Tudo ocorre à luz do dia, ou quase: Trump tenta manipular a recontagem de votos presidenciais na mesma Geórgia e vocifera, dia sim e outro também, que está sendo vítima de um roubo. Aliados próximos sugerem coisas como a decretação da lei marcial para manter o sujeito no cargo.
Ao dizer claramente que militares devem evitar se misturar a isso, o texto dos ex-secretários também remete à escalada militar no golfo Pérsico, percebida por um acuado Irã como o risco de um conflito para tentar bagunçar os dias finais do mandato de Trump.
Próceres do conservadorismo americano como Dick Cheney e Donald Rumsfeld, arquitetos das guerras do 11 de Setembro, estavam entre os signatários. Republicanos de quatro costados, simbolizam o afastamento do coração do partido de Trump.
O próprio vice-presidente Mike Pence, que constitucionalmente comanda a sessão do Congresso que contará simbolicamente os votos da eleição vencida por Biden, escreveu uma carta histórica, rejeitando a pressão feita pelo chefe para que desconsiderasse votos contestados na eleição.
Ele simplesmente não pode fazer isso, mesmo que quisesse. Ainda assim, Trump fez um discurso igualmente histórico, pela infâmia, implorando a Pence que descumprisse a Constituição.
Ciosos de que isso não daria certo, os republicanos ainda trumpistas impõem patranhas para tentar melar a sessão da confirmação de Biden. Foi quando a turba resolveu intervir e interromper o trabalho do Legislativo.
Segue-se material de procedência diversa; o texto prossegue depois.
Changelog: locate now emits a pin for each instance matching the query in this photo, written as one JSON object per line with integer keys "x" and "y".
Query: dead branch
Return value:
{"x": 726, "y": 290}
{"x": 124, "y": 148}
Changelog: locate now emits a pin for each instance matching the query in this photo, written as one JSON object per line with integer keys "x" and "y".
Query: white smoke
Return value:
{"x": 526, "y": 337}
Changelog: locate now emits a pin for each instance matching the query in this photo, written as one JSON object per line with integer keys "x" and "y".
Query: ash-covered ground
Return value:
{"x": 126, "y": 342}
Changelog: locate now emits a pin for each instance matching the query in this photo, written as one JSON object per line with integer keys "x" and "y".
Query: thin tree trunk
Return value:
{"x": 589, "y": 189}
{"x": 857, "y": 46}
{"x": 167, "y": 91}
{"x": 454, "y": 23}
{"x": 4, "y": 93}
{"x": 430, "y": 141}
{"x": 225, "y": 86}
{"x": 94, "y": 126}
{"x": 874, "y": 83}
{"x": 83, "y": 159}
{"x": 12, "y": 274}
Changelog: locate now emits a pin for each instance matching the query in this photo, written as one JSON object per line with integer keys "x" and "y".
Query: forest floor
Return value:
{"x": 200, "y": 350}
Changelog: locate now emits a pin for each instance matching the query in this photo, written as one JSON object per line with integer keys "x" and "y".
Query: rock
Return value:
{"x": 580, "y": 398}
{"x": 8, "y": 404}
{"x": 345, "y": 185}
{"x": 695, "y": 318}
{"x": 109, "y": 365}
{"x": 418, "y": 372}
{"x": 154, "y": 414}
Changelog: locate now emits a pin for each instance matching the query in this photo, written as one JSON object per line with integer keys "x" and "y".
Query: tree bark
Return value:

O dano aos republicanos na Geórgia sela ao menos um racha na sigla, com a repreensão às manobras contra os resultados no Arizona por figuras mais graduadas do partido.
Isso antevê a disputa que se dará para tentar juntar os cacos para os pleitos seguintes, se é que Trump não acabará saindo preso da Casa Branca —ele estimulou sedição contra o Congresso.
Na maior vitrine que sobrou do trumpismo, o governo Bolsonaro, esses movimentos deverão ser lidos com atenção pelos aliados do presidente nesses próximos dois anos.
Bolsonaro usa a carta da fraude eleitoral, focada em sua obsessão pelo voto impresso, desde antes de ser eleito. Já naquele tempo dizia que, se não ganhasse a eleição, teria ocorrido um roubo. Provas, como no caso de seu ídolo americano, nunca mostrou.
Basta acompanhar a “cobertura”, aspas obrigatórias, do processo eleitoral americano nas redes sociais bolsonaristas para saber o discurso montado para 2022. Naquele mundo paralelo pontificado pelos filhos do presidente, a fraude brasileira já está no forno.
Assim, a confusão nas ruas de Washington remete às aglomerações estimuladas por bolsonaristas e aos protestos antidemocráticos do primeiro semestre no Brasil.
Aquelas que foram atendidas pelo próprio presidente. A ameaça será usada até o limite, na hipótese de Bolsonaro ser derrotado ano que vem. Até o discurso de culpar a mídia por tudo é idêntico
O fato de que o presidente foi o último de algum país com algum peso relativo a dar parabéns a Biden em si foi inócuo, mas importante para entender o método. Ninguém pode se queixar de imprevisibilidade quando se trata de Bolsonaro.
Conhecido pelo faro de sangue na água, o grupo de partidos conhecido como centrão já apoiou todo mundo, do PT a Bolsonaro. Estava embarcado confortavelmente no governo Dilma Rousseff quando a vaga do impeachment a colheu. Segue no poder.
Mas, como ocorreu em 2016, não tem vocação para carregador de caixão político. O pleito municipal de 2020 no Brasil já sugeriu uma inflexão do eleitorado, de resto ainda bastante apoiador do presidente, em direção a nomes mais moderados.
Bolsonaro teme a debacle econômica que pode advir neste ano, além de todo o caos gerencial da pandemia —outro ponto em comum com seu guru americano.
Terá de se agarrar à sua base mais fiel e radical, enquanto cede mais espaço aos aliados antes demonizados, em caso de perda de popularidade mais ampla.
Se 2022 assistir a um embate polarizado e histriônico, como Bolsonaro sugere sempre que pode, talvez a lição americana seja lida com antecipação pelo pessoal do centrão.